St. Albert resident Sharon Ryan was able to keep both her parents in their own home until they needed palliative care, a privilege she believes should be extended to as many people as possible.
“The emotional health was extraordinary for both (my parents) and for us, make no mistake about it, this was an extraordinary opportunity to experience unconditional love,” said Ryan.
On May 31 the province released a report that made 42 recommendations to update the continuing-care system. One of those recommendations was a shift to have seniors stay in their homes for a longer period of time.
The report recommends Alberta move from 61-per-cent home-care services to 70-per-cent services by 2030. The move to a more home-based model would, according to the report, reduce annual operating costs by $452 million and would have a cumulative capital cost savings of $1.7 billion.
It’s a great move by the government, said Ryan, but the government needs to make sure they give families enough support.
“(Families) need extraordinary support. The amount of exhaustion, you cannot even begin to imagine. If you need 24/7 attention to support, the caregivers will burn out, they will burn out,” said Ryan.
One of the largest gaps Ryan saw while her family was caring for her parents and one of the issues that caused her family the most stress was they could not find a doctor who was willing to make house calls.
“(The government has) got to look at doctors who will make house calls. It is so difficult to transport vulnerable people to the doctors' offices, and then you've got to sit in the waiting room with these vulnerable people,” said Ryan.
Ryan said it was also difficult to get proper equipment, such as lifts. Self-care procedures such as pedicures were taken less seriously, despite the fact that conditions such as diabetes could make an ingrown toenail a serious issue – which both she and her parents experienced.
Pat Armstrong, a professor of sociology at York University and an expert in long-term care, said the report seems to suggest a larger portion of money goes to home care, which isn’t a bad thing unless the overall amount of money is reduced.
“If we're going to do home care, we have to provide supports, then we shouldn't diminish residential care in order to do that. And I'm not sure that that's entirely clear in the report,” she said.
Another thing Armstrong found interesting was the summary which stated couples should stay together, but then said all rooms should be private.
In a press statement, the province said it would provide support to couples and companions who chose to remain together in continuing-care facilities.
Shared rooms will, however, be phased out, and ward rooms, or rooms with more than two residents, will stop immediately.
Armstrong said it seems obvious that, with four people to a room, infection will spread more readily.
“That seems pretty obvious. I’m not even sure we had to have special studies to indicate that,” she said. “But there can be an argument named for rooms for two people – not just because of couples.”
In her work, Armstrong interviewed long-term care residents and found some residents enjoy the company.
“There’s no question, some people hate the person sharing the room. But other people say they like to share a room because they have company. Someone can look out for them; they can share visitors,” she said.
Armstrong is concerned, however, we are about to face a staffing crisis.

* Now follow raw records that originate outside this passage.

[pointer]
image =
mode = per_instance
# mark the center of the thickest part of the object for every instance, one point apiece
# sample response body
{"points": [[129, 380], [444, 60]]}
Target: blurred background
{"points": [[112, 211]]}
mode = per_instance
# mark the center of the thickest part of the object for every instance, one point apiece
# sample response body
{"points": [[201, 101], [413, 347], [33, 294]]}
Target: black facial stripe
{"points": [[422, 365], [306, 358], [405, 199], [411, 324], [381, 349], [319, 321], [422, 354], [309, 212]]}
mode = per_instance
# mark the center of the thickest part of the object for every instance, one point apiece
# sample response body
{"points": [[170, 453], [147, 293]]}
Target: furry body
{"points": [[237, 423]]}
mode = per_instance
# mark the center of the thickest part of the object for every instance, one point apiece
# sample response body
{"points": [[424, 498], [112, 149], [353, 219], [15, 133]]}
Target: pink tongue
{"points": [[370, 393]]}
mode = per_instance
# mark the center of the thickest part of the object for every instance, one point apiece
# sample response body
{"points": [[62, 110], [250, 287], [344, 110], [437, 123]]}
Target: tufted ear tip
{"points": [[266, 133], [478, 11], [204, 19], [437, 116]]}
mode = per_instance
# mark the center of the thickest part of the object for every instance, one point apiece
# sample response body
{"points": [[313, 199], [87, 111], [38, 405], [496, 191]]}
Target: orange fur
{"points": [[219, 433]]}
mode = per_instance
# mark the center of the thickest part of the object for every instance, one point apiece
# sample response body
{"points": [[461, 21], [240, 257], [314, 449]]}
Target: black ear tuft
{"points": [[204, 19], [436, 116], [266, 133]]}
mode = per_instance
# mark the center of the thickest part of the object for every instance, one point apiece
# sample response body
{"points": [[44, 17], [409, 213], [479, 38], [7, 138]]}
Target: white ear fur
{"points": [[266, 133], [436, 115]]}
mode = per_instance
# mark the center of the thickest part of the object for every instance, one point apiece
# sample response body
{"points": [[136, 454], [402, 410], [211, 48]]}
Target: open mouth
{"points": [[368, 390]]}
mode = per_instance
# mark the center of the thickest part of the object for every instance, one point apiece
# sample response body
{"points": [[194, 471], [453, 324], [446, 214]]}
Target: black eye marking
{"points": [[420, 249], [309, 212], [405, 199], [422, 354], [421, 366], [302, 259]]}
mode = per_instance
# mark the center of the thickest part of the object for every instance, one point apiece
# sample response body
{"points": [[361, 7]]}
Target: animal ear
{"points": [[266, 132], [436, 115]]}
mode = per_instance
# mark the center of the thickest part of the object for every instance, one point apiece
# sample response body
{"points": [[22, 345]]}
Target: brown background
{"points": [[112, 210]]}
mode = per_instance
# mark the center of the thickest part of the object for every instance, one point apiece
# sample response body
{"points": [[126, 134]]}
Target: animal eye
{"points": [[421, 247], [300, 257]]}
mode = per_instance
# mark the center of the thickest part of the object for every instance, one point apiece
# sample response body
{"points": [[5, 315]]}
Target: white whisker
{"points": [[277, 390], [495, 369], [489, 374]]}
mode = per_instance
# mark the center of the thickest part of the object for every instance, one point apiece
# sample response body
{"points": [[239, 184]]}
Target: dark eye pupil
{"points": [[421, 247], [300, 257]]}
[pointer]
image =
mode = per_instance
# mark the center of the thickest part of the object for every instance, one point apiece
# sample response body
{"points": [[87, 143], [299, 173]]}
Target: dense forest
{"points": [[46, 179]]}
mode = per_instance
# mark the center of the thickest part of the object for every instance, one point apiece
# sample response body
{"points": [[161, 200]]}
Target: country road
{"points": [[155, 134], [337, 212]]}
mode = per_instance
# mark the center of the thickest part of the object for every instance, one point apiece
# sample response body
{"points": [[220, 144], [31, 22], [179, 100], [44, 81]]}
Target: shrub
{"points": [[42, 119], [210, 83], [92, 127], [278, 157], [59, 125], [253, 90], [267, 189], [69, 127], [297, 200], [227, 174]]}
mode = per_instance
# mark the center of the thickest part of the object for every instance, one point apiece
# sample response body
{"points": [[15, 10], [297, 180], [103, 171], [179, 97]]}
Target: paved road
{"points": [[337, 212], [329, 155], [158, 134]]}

“I certainly think there is a lot of staff who are hanging in there because they don't want to leave people under these conditions. But how long will they stay?” she said.
Getting more people in isn’t going to solve the problem, she said. We need people with continuous training and education because the needs of residents are changing all the time as are our care strategies.
Staff need a whole range of conditions, such as full-time jobs, some control over their schedules, and better pay to make their work possible and to make care possible, said Armstrong.
“You can't focus on the residents if you don't have the conditions that allow you to do that,” she said.
Care doesn’t include just medical. There is a social aspect to care that is also important, which can involve casual conversation while giving care, such as while administering medication.
There is a higher likelihood of injury if staff are rushed. Staff in Canada can also experience high rates of violence from residents and their families.
Armstrong did a study comparing Nordic countries and Canada and staff-reported violence.
“Canadians were more than six times as likely to say they faced violence on a daily basis,” she said.
The difference was the Nordic countries had more time and more continuity.
“If you have more time with the resident when you're trying to get them up, or trying to bathe them, or do the kinds of things that have to be done on a daily basis, and to chat to them, and to do it in teams, you're much less likely to see people get violent or upset.
“I might lash out if I didn't have help to go to the toilet, and have the indignity of sitting wet all the time,” said Armstrong.
Hospital criteria in terms of clinical can’t be applied to long-term care.
“They're there a long time and, and it has to make life worth living, not just surviving. And the clinical is about surviving,” she said.
The province is set to develop an action plan on implementing the report's recommendations over the coming months and years.
Armstrong wants to remain optimistic that something will come out of this report, but she has her hesitations.
“We do all these studies and then we see nothing. The government promises it after the next election … Well, by that time, a lot of the people who are there now are going to be dead. We need to do it now. We just have to realize that we have a care economy that we need to invest in.”